Freer first learned of Relay from her granddaughters. For the first two years, Papa’s Team walked in Calaveras County, where granddaughter Brittany Waterman attended school. For the past three, they’ve joined the effort in Tuolumne County, where granddaughter Kristen Tidwell went to high school.
Although only one member of Papa’s Team is required to be on the track at any given time, the close-knit group often does lap after lap together. Tents are set up so that walkers can rest, but Freer stays up all night. “It’s a way to remember that cancer doesn’t take a break,” she says.
Freer’s husband faced a number of serious health issues during their 48-year marriage. He survived five major heart surgeries over 20 years and grappled with emphysema. But cancer was the most insidious.
In 2001 a melanoma tumor was discovered on the optical nerve of his right eye. Nine months later he was diagnosed with an aggressive form of glaucoma, and the eye was removed.
In May of 2006, his doctors discovered a massive melanoma on his liver, and Ralph was told he had only months to live. So he and Mary decided to make the trip they traditionally took each June to visit family in Oklahoma and Missouri. The journey gave Ralph the opportunity to say goodbye to his many loved ones. He died in July.
Freer had always been a doer, committed to community and service, but after Ralph’s death she found herself in full retreat. “I did nothing for three months,” she confesses. Finally she turned to prayer, which led to a renewed and deepened commitment to service.

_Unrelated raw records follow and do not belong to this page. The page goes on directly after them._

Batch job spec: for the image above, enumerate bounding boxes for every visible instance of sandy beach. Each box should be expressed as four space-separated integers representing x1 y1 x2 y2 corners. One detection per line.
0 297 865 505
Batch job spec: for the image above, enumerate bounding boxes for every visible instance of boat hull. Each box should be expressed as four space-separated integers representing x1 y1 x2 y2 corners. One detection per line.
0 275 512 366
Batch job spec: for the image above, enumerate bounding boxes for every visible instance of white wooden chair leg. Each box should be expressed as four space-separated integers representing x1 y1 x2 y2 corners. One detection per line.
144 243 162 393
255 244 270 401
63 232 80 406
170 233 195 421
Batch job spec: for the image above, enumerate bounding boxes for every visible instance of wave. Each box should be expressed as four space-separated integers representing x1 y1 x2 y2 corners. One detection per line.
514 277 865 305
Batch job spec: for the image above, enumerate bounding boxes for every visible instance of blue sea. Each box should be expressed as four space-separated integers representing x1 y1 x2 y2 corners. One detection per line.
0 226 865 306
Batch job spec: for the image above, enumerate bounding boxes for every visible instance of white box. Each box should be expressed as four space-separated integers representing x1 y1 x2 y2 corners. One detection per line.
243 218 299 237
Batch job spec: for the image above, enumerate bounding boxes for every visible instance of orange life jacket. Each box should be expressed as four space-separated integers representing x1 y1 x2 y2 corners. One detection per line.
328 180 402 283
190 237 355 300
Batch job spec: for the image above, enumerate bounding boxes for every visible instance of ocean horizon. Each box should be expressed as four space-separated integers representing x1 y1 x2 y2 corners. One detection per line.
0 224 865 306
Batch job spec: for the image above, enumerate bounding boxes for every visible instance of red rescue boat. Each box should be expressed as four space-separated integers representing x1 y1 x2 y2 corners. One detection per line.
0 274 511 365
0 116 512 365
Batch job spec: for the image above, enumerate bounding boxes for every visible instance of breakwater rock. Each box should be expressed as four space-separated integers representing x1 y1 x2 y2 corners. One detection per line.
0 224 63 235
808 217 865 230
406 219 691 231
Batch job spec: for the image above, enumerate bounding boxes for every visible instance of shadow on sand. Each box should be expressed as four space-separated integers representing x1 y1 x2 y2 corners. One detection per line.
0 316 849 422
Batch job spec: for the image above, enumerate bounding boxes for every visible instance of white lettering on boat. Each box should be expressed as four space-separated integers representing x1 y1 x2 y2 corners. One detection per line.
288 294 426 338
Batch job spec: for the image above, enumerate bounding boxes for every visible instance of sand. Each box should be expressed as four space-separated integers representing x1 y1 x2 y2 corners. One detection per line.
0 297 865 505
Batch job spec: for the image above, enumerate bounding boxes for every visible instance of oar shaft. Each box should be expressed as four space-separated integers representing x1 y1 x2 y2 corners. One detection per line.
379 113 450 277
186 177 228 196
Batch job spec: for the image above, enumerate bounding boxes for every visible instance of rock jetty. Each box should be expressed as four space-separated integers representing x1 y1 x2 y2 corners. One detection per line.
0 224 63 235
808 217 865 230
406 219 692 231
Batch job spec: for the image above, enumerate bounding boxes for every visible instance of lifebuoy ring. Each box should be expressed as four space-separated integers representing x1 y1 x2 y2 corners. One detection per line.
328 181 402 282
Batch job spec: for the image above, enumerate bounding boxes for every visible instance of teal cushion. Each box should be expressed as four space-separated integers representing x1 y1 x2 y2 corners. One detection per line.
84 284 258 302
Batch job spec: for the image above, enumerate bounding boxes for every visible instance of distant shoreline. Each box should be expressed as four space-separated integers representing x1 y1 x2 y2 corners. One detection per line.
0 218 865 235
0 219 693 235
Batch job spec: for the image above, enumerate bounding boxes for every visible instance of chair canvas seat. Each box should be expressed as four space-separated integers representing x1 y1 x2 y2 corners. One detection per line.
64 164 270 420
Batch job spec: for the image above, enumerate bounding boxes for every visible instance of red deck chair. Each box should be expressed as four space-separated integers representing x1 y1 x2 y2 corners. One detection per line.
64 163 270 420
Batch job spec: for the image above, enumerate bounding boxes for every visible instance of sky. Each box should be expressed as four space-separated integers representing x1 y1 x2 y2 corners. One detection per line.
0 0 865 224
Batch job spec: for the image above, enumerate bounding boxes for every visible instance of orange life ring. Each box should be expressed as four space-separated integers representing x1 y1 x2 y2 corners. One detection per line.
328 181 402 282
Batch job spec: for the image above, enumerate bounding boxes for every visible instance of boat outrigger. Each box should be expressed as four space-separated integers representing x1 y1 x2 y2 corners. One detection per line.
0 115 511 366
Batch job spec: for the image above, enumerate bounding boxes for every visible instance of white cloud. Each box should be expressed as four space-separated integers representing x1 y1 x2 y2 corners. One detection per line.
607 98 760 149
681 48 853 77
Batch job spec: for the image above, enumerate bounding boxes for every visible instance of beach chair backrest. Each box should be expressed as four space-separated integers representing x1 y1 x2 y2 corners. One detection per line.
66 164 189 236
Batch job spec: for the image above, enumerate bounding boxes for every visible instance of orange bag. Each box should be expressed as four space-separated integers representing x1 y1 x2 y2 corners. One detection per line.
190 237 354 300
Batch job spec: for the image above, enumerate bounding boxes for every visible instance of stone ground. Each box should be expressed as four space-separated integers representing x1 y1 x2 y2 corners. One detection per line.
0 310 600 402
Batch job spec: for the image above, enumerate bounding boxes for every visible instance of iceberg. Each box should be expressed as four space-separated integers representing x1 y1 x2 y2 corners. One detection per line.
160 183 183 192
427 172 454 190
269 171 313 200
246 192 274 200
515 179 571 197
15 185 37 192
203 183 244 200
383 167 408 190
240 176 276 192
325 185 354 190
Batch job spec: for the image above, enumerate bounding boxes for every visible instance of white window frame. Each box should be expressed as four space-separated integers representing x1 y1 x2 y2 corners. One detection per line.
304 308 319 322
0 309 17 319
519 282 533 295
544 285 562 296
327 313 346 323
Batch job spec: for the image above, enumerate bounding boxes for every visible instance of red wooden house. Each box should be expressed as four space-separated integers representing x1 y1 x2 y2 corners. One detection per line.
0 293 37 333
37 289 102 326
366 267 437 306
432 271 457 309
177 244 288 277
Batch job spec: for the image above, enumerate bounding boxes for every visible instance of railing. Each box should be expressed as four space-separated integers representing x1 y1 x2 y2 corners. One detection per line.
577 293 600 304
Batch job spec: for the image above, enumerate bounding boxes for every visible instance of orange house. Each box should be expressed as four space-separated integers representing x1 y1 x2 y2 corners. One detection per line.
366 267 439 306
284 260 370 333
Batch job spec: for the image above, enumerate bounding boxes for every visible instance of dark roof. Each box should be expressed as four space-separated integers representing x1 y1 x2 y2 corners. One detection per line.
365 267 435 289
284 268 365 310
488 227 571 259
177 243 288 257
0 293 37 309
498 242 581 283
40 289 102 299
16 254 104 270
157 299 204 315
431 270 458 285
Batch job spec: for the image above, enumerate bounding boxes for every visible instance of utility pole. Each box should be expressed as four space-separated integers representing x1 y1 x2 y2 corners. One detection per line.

“I absolutely love it,” she says. “It’s what I’m supposed to be doing.”
Along with her Relay work, Freer has trained with the American Red Cross to help at disaster sites. She mentors moms of preschool children, and does mission work across the globe through Sonora’s Sierra Bible Church, traveling with friends to Quito, Ecuador, and Ensenada, Mexico to support an orphanage and churches. Last summer she visited Guatemala with her granddaughter and friends, raising money for a much-needed village well and medical supplies.
This year, her focus is on a Hope of the Nations effort to establish a private school in the Kigoma region of Tanzania, one of the world’s poorest countries. At the same time, the missionary group wants to help a nearby public school where 22 teachers oversee 1,300 children.
“They teach with nothing more than a chalkboard,” she says.
A former school administrator, Freer knew that outdated supplies warehoused locally would be a godsend for the Tanzanian schools. A 40-foot container filled with school supplies is now on its way to Africa. Freer and her fellow volunteers hope it will be there well before they arrive for their mission in June and July. It will be Freer’s third month-long visit there.
“Mary’s very special,” says Jen Bick, who heads up this year’s Tuolumne County Relay For Life. “She gives everything to her family, friends and community, and always so joyfully.”
Bick, 30, and her twin sister, Christina Corbell, have their own reasons for championing Relay fundraising and prevention efforts. Jen’s husband, Joe, 39, is an Army veteran and five-time melanoma survivor who speaks to groups throughout Northern California on behalf of the Cancer Society. Jen and Christina’s father, Brad Trimeloni, died of pancreatic cancer in 2008 at age 51.
“When our family comes together for this event each year, it helps us all heal a little more from the loss of our dad,” Bick says. “It’s still really hard, but it does get a little better each year.”